Seoul Tax Men Hire a Babysitter After Posting Their Crypto Wallet's Diary Online
South Korea's National Tax Service (NTS) has decided it's finally time to stop keeping its confiscated crypto under the mattress. This urgent professionalization push comes after a February press release so casually leaked a wallet's seed phrase it might as well have been a public service announcement for thieves, who promptly helped themselves to around $4.8 million from the agency's Ledger cold wallet.

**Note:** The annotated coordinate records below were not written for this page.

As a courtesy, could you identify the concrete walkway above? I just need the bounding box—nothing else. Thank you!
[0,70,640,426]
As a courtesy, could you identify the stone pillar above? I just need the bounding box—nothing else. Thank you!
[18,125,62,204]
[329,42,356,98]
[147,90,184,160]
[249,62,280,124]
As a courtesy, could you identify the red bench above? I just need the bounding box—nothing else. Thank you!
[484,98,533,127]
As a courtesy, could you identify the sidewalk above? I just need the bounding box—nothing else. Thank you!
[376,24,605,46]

The now-infamous memo featured a crystal-clear photo of the mnemonic phrase on a piece of paper, right next to the hardware wallet itself—a masterclass in "what not to do" for anyone who has ever heard the words "not your keys." In response, the NTS is now drafting a formal framework to outsource this whole "security" thing to a private custodian, hoping to have one signed up by mid-2026. Their checklist reportedly includes boring-but-important adult stuff like security audits, company size, and whether the firm carries insurance under South Korea's Virtual Asset User Protection Act, because apparently self-insuring with hope wasn't cutting it.
A brand-new task force has been assembled to steer this procurement process, because nothing says "we're serious now" like a committee. Its job is to polish up operational manuals for the entire seized-asset life-cycle—from grabbing the crypto, to storing it somewhere other than a photographed notepad, to finally selling it—and to handle assessments and staff training. The agency also plans to create a dedicated crypto division, finally centralizing duties that were previously scattered more chaotically than seed phrases in a press office.

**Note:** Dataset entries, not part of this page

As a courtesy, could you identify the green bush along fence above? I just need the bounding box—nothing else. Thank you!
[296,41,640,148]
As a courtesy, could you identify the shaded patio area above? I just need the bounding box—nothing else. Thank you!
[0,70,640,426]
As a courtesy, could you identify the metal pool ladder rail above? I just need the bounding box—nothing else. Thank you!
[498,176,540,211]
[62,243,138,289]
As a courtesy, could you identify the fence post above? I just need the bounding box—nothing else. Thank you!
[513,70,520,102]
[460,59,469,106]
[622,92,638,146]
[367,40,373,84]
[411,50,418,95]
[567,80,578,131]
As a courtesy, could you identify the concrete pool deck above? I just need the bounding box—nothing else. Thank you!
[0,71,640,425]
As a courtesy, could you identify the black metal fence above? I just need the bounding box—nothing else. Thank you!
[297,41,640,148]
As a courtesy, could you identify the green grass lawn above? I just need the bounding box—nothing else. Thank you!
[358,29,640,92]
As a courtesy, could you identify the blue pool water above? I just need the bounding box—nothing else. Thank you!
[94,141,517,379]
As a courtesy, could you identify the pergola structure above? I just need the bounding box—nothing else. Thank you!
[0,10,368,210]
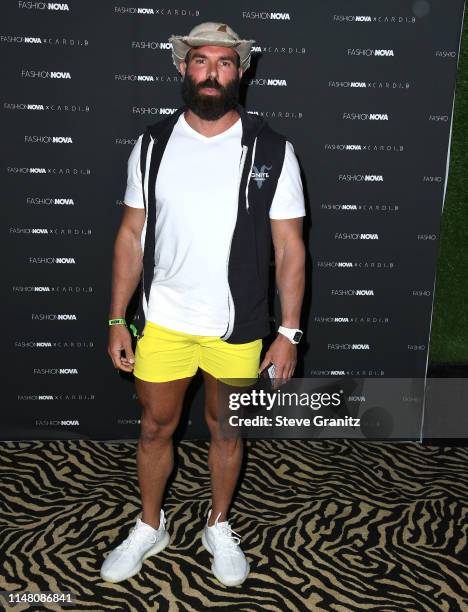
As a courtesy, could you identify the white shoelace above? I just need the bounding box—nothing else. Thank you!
[117,525,158,550]
[215,513,241,554]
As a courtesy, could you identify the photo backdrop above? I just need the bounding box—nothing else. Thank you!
[0,0,464,439]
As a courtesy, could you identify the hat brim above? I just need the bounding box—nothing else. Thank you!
[169,35,255,71]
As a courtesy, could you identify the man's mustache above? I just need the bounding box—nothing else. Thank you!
[197,79,224,89]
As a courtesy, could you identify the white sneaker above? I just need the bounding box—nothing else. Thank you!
[202,510,250,586]
[101,508,170,582]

This seed-phrase photo-op wasn't a solo act of incompetence. Seoul's Gangnam police, in a move that would make any degen blush, reportedly managed to lose 22 BTC seized in a separate case, triggering a wider cross-agency review. On March 1, Deputy Prime Minister and Finance Minister Koo Yun-cheol announced an inter-agency probe into the government's handling of confiscated digital assets, because when one branch loses the key and another loses the whole wallet, it's time for a company-wide meeting.
Taken together, these moves signal a clear, if belated, shift for South Korea. The government is transitioning from an ad-hoc, "hold my beer" approach to confiscated crypto towards a more formal, insured custody regime, because their growing stash of seized digital assets clearly needs a real guardian, not just a guy with a camera phone.